Mother India

Mère courage et ses enfants.

Mehboob Khan, réalisateur surtout connu pour son goût pour les péplums à l’image de Mangala, fille des Indes - improbable croisement des films de Vincente Minelli et d’Eroll Flynn - ou encore Humayun, livre avec Mother India un péplum moderne. Un monument du cinéma indien comme Autant en emporte le vent l’est pour le cinéma américain.

Si l’on s’en tient à la définition de base d’un péplum, c’est-à-dire une épopée historico-légendaire à grand spectacle, Mother India s’inscrit clairement dans cette tradition. 10 ans après l’indépendance de l’Inde - le film date de 1957 -, Mehboob Khan nous livre sa vision mythologique de la naissance de l’Inde moderne.

Les premières images du film montrent une vieille femme dans un champ, prenant dans ses mains de la terre qu’elle élève au-dessus de sa tête. Si le titre n’était pas assez explicite, Mehoob Khan assimile en quelques images cette femme à la terre nourricière, et par extension à l’Inde. Dans le champs de la caméra, un tracteur fait son apparition, une caméra qui sort du champs pour montrer les succès de l’Inde moderne : les centrales électriques, les routes...

Pourtant, pour en arriver là que de difficultés ont du être affrontées. Mehboob Khan les retrace au travers du destin de cette femme, Radha, interprétée par une des grandes actrices de l’époque, Nargis. Un flash back nous ramène peu avant son mariage, pour lequel son mari va s’endetter auprès de l’usurier du village. Pêché originel qui va l’obliger à s’échiner sur sa charrue jusqu’à sa quasi-destruction. Désormais seule, elle doit élever ses deux enfants, faire face à ses engagements auprès du shylock local, mais également aux désastres naturels qui provoquent des famines.

Le réalisateur n’hésite pas à mélanger plusieurs genres. On reconnaîtra dans ce film quelques emprunts au cinéma soviétique. En particulier, cette scène où Radha aidée par ses enfants en bas âge, tire à bout de bras sa charrue.
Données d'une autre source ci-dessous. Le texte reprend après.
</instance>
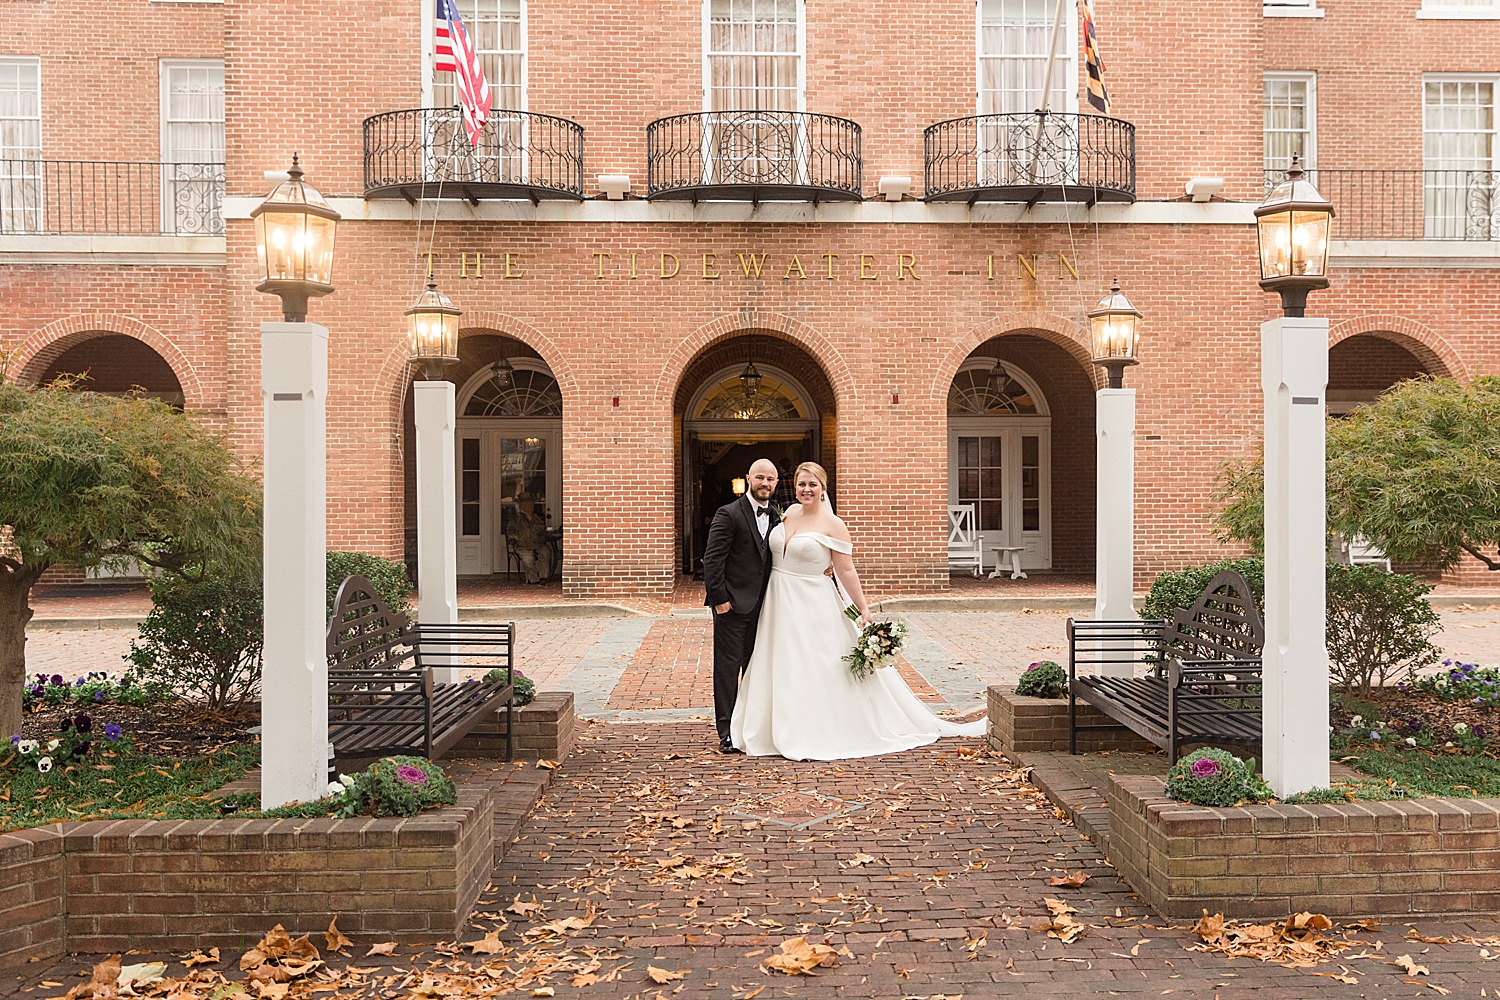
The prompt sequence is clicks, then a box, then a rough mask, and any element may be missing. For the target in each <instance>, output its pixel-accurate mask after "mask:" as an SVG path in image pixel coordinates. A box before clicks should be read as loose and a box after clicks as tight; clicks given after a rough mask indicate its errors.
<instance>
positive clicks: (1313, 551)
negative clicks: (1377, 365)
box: [1256, 159, 1334, 796]
mask: <svg viewBox="0 0 1500 1000" xmlns="http://www.w3.org/2000/svg"><path fill="white" fill-rule="evenodd" d="M1332 219H1334V205H1332V204H1329V201H1328V199H1326V198H1323V195H1320V193H1319V192H1317V187H1314V186H1313V184H1311V183H1310V181H1308V180H1305V174H1304V171H1302V166H1301V163H1299V162H1298V160H1296V159H1293V160H1292V168H1290V169H1289V171H1287V178H1286V180H1284V181H1283V183H1280V184H1277V187H1275V189H1274V190H1272V192H1271V195H1269V196H1268V198H1266V201H1265V204H1262V205H1260V207H1259V208H1256V229H1257V235H1259V243H1260V286H1262V288H1265V289H1266V291H1274V292H1278V294H1280V295H1281V310H1283V315H1281V316H1277V318H1275V319H1269V321H1266V322H1263V324H1262V325H1260V388H1262V393H1263V399H1265V432H1266V438H1265V441H1266V645H1265V648H1263V651H1262V666H1263V691H1262V696H1263V697H1262V739H1263V753H1262V760H1263V763H1265V769H1266V780H1268V781H1269V783H1271V787H1272V789H1275V790H1277V795H1280V796H1287V795H1295V793H1298V792H1307V790H1308V789H1314V787H1326V786H1328V781H1329V760H1328V642H1326V639H1328V636H1326V630H1328V618H1326V598H1328V594H1326V570H1325V567H1323V564H1325V559H1326V556H1325V553H1326V538H1325V532H1326V528H1328V523H1326V522H1328V510H1326V471H1328V469H1326V454H1325V433H1326V415H1325V393H1326V390H1328V319H1325V318H1310V316H1307V313H1305V310H1307V297H1308V292H1310V291H1314V289H1319V288H1328V250H1329V235H1331V223H1332Z"/></svg>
Les angles de prises de vue ont pour but de mettre en valeur ses efforts, et renvoient à des affiches de propagande soviétiques ou chinoises en mouvement. Toutefois, la touche hindi est bien présente, des boeufs labourant la terre remplacent simplement les danseuses dans un bien étrange ballet !

Film social oui, mais également distrayant, Mother India s’éloigne d’un certain réalisme social avec de nombreuses scènes tournées en extérieur, pour rejoindre le cinéma d’aventure dans des scènes tournées en studio. La dernière partie du film est centrée sur la révolte du fils de Radha qui, chassé du village en raison de son comportement non conforme aux usages, devient un bandit. La caractérisation outrancière de ce fils rebelle dès son plus jeune age offre les scènes les plus hilarantes du film.

Le film offre également une lecture politique. L’usurier représente l’ "impérialiste" anglais qui a entravé le développement de l’Inde ; quant au mauvais fils, il s’agit bien sûr du pakistan issu du Raj britannique.

Le film a drainé les foules en Asie, Afrique et ex-URSS et connaît toujours le succès en Inde. Mother India est un film flamboyant, hors norme, à découvrir.

Mother India a été diffusé dans le cadre de la rétrospective Vous avez dit "Bollywood" ? à Beaubourg, et est disponible notamment en DVD All Zone indien chez Dei.